Deep Learning in Mining Biological Data
It addresses the challenge of pattern recognition in large, complex biological datasets for life scientists, but is incremental as it synthesizes existing knowledge rather than presenting new methods.
This article reviews the application of deep learning (DL) to mining biological data, such as sequences, images, and signals, by providing an overview of tools, data sources, and comparisons, while outlining open challenges and future directions.

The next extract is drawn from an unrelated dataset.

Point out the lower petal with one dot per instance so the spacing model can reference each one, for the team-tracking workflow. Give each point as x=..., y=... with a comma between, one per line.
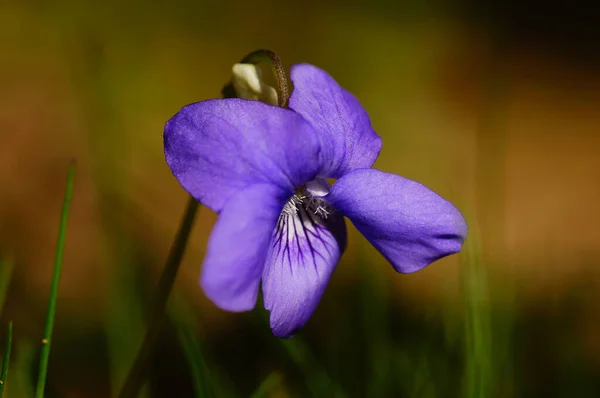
x=305, y=250
x=238, y=247
x=408, y=223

Recent technological advancements in data acquisition tools allowed life scientists to acquire multimodal data from different biological application domains. Broadly categorized in three types (i.e., sequences, images, and signals), these data are huge in amount and complex in nature. Mining such an enormous amount of data for pattern recognition is a big challenge and requires sophisticated data-intensive machine learning techniques. Artificial neural network-based learning systems are well known for their pattern recognition capabilities and lately their deep architectures - known as deep learning (DL) - have been successfully applied to solve many complex pattern recognition problems. Highlighting the role of DL in recognizing patterns in biological data, this article provides - applications of DL to biological sequences, images, and signals data; overview of open access sources of these data; description of open source DL tools applicable on these data; and comparison of these tools from qualitative and quantitative perspectives. At the end, it outlines some open research challenges in mining biological data and puts forward a number of possible future perspectives.